British Crown Advocate for China
- In office 1934–1939
- Preceded by: Allan Mossop
- Succeeded by: John McNeill

Personal details
- Born: May 1902 Lancashire, England
- Died: 1954 Surrey, England

= Victor Priestwood =

Crown Advocate of the British Supreme Court for China (1934-1939)

Victor Priestwood (1902-1954) served as Crown Advocate of the British Supreme Court for China from 1934 to 1939.

==Early life==

Priestwood was born in May 1902 in Lancashire, England. He studied at Keble College, Oxford and was called to the bar of the Inner Temple on 29 January 1920. He passed his bar exams in April 1922. He was the second son of John George Priestwood, a solicitor who practiced in Shanghai.

==Legal career==

In 1924, Priestwood moved to Shanghai. He was admitted before the British Supreme Court for China and joined his father in practice. Later he worked with Hiram Parkes Wilkinson and Allan Mossop the Crown Advocates of the court. In 1930, he acted as Crown Advocate of the court in the absence of Allan Mossop. Mossop was appointed as judge of the court in 1933 and in 1934 and Priestwood was appointed Crown Advocate.

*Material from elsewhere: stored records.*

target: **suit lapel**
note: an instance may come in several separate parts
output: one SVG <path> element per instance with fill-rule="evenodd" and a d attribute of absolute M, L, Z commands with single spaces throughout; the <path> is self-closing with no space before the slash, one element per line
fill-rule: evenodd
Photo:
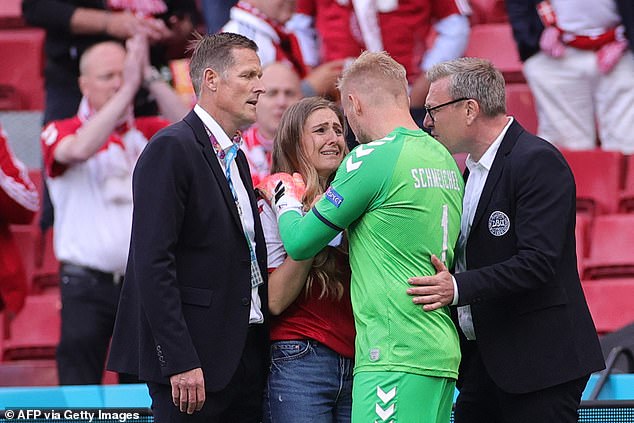
<path fill-rule="evenodd" d="M 233 200 L 233 195 L 231 194 L 231 190 L 229 189 L 229 183 L 227 182 L 227 177 L 225 176 L 220 163 L 218 163 L 218 158 L 216 156 L 216 152 L 211 146 L 211 141 L 209 141 L 209 137 L 207 136 L 207 131 L 205 130 L 205 126 L 203 122 L 200 120 L 198 115 L 192 110 L 189 112 L 187 116 L 183 119 L 194 131 L 196 135 L 196 142 L 201 147 L 203 157 L 205 161 L 209 165 L 211 172 L 213 173 L 216 181 L 218 182 L 218 186 L 222 191 L 222 196 L 227 203 L 229 211 L 233 216 L 236 224 L 242 228 L 242 222 L 240 221 L 240 216 L 238 215 L 238 208 L 236 207 L 236 203 Z M 242 175 L 242 172 L 240 172 Z M 244 180 L 244 179 L 243 179 Z"/>
<path fill-rule="evenodd" d="M 482 194 L 480 195 L 480 200 L 478 201 L 478 207 L 476 208 L 475 215 L 473 216 L 471 233 L 473 233 L 474 228 L 476 228 L 480 223 L 480 220 L 484 215 L 484 211 L 487 209 L 489 202 L 491 201 L 491 196 L 493 195 L 493 191 L 498 183 L 498 180 L 500 179 L 500 176 L 502 176 L 506 156 L 513 149 L 513 146 L 522 131 L 524 131 L 524 128 L 522 128 L 516 120 L 513 120 L 513 123 L 509 127 L 508 131 L 506 131 L 506 135 L 504 135 L 504 138 L 500 143 L 500 147 L 495 155 L 495 159 L 493 159 L 493 164 L 491 165 L 491 170 L 489 170 L 489 175 L 487 176 L 484 188 L 482 189 Z"/>

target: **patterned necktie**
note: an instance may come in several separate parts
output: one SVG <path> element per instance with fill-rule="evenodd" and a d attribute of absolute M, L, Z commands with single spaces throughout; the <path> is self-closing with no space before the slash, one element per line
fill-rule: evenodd
<path fill-rule="evenodd" d="M 238 150 L 240 149 L 240 145 L 242 144 L 242 137 L 240 133 L 237 133 L 233 137 L 233 143 L 228 150 L 224 150 L 221 146 L 214 134 L 209 131 L 209 140 L 211 141 L 211 145 L 216 152 L 218 158 L 222 161 L 225 166 L 225 177 L 227 178 L 227 182 L 229 183 L 229 189 L 231 190 L 231 195 L 233 195 L 233 201 L 236 203 L 236 207 L 238 208 L 238 214 L 240 215 L 240 219 L 242 219 L 242 208 L 240 207 L 240 202 L 238 201 L 238 194 L 236 193 L 235 188 L 233 187 L 233 181 L 231 180 L 231 162 L 236 158 L 238 154 Z M 258 260 L 255 256 L 255 251 L 253 251 L 253 246 L 251 245 L 251 239 L 247 234 L 246 230 L 244 230 L 244 236 L 247 240 L 247 245 L 249 247 L 249 255 L 251 256 L 251 288 L 256 288 L 264 283 L 262 279 L 262 273 L 260 272 L 260 267 L 258 266 Z"/>

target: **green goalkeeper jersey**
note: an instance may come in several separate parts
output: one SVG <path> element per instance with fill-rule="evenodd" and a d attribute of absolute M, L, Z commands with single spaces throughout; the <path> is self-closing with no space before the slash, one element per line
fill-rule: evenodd
<path fill-rule="evenodd" d="M 348 229 L 357 337 L 355 373 L 457 378 L 458 334 L 448 307 L 425 312 L 406 293 L 412 276 L 453 265 L 464 183 L 449 152 L 421 130 L 397 128 L 355 148 L 313 209 L 280 216 L 294 259 L 314 256 Z"/>

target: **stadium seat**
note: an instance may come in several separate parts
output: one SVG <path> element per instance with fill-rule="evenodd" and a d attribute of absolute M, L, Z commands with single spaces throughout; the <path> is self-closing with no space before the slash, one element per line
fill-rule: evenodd
<path fill-rule="evenodd" d="M 504 23 L 509 18 L 506 14 L 504 0 L 471 0 L 471 25 L 481 25 L 488 23 Z"/>
<path fill-rule="evenodd" d="M 619 210 L 624 213 L 634 212 L 634 154 L 627 157 L 625 188 L 621 194 Z"/>
<path fill-rule="evenodd" d="M 29 295 L 9 325 L 8 338 L 2 343 L 2 360 L 54 359 L 61 307 L 58 293 Z"/>
<path fill-rule="evenodd" d="M 575 241 L 577 246 L 577 270 L 579 271 L 579 276 L 583 275 L 585 258 L 588 252 L 587 239 L 589 226 L 590 219 L 588 216 L 578 214 L 575 224 Z"/>
<path fill-rule="evenodd" d="M 598 216 L 590 233 L 583 279 L 634 278 L 634 214 Z"/>
<path fill-rule="evenodd" d="M 615 151 L 562 150 L 577 184 L 577 213 L 615 213 L 623 178 L 623 155 Z"/>
<path fill-rule="evenodd" d="M 0 386 L 56 386 L 55 360 L 20 360 L 0 363 Z"/>
<path fill-rule="evenodd" d="M 21 105 L 18 90 L 11 85 L 0 84 L 0 110 L 18 110 Z"/>
<path fill-rule="evenodd" d="M 24 26 L 21 0 L 0 1 L 0 28 L 19 28 Z"/>
<path fill-rule="evenodd" d="M 19 110 L 44 107 L 43 44 L 42 29 L 0 30 L 0 84 L 17 93 L 17 100 L 12 101 L 18 103 Z"/>
<path fill-rule="evenodd" d="M 507 83 L 525 82 L 522 62 L 508 23 L 471 27 L 471 36 L 464 55 L 490 60 L 502 72 Z"/>
<path fill-rule="evenodd" d="M 584 281 L 582 286 L 597 333 L 611 333 L 634 322 L 634 279 Z"/>
<path fill-rule="evenodd" d="M 29 292 L 31 292 L 35 274 L 35 232 L 30 225 L 11 225 L 10 230 L 22 257 L 22 266 L 24 266 Z"/>
<path fill-rule="evenodd" d="M 537 133 L 537 112 L 527 84 L 506 84 L 506 112 L 532 134 Z"/>
<path fill-rule="evenodd" d="M 42 198 L 42 173 L 39 169 L 30 169 L 29 177 L 35 184 L 39 197 Z M 39 293 L 51 287 L 59 286 L 59 262 L 53 251 L 53 229 L 42 233 L 39 226 L 40 211 L 37 212 L 30 225 L 12 225 L 12 232 L 29 232 L 30 250 L 23 252 L 24 265 L 28 267 L 30 292 Z M 19 235 L 22 238 L 26 235 Z M 24 241 L 26 242 L 26 241 Z M 27 248 L 26 244 L 23 248 Z"/>

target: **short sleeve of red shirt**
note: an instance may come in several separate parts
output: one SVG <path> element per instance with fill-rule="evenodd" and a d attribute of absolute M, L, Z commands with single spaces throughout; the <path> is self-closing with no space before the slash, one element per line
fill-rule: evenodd
<path fill-rule="evenodd" d="M 431 2 L 432 5 L 432 16 L 435 19 L 446 18 L 451 15 L 463 15 L 460 7 L 458 6 L 458 2 L 464 0 L 434 0 Z"/>
<path fill-rule="evenodd" d="M 67 165 L 55 161 L 55 150 L 61 140 L 75 134 L 80 126 L 81 121 L 79 118 L 73 117 L 51 122 L 42 131 L 40 140 L 47 176 L 54 178 L 64 173 L 68 168 Z"/>
<path fill-rule="evenodd" d="M 297 13 L 315 16 L 317 14 L 315 0 L 297 0 Z"/>
<path fill-rule="evenodd" d="M 143 116 L 136 118 L 134 123 L 145 139 L 149 141 L 154 134 L 166 126 L 169 126 L 170 121 L 158 116 Z"/>

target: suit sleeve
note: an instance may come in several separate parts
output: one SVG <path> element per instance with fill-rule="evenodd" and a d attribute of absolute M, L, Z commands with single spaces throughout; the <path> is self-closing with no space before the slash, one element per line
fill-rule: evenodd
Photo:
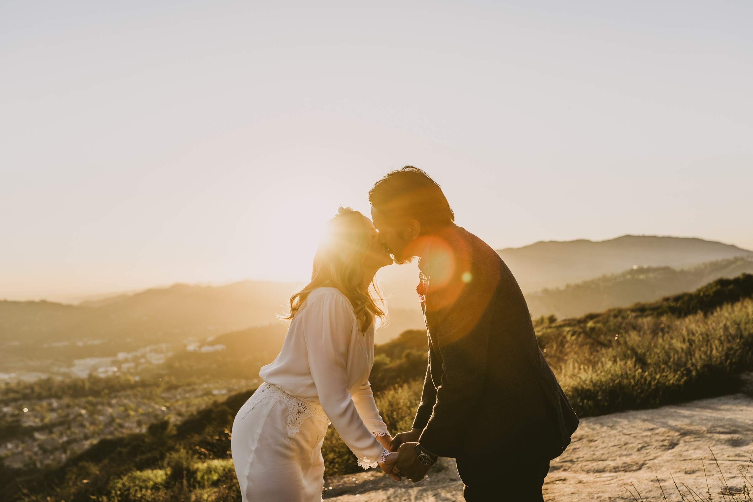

==Termination of appointment==

In late 1939, Priestwood's appointment as Crown Advocate was terminated. In late 1940, left Shanghai for England arriving in early 1941. He joined the Royal Air Force on 28 February 1941 as a probationary pilot officer in the Administrative and Special Duties Branch and served in the RAF during World War II.

==Death==

Priestwood died in 1954 in Surrey, England.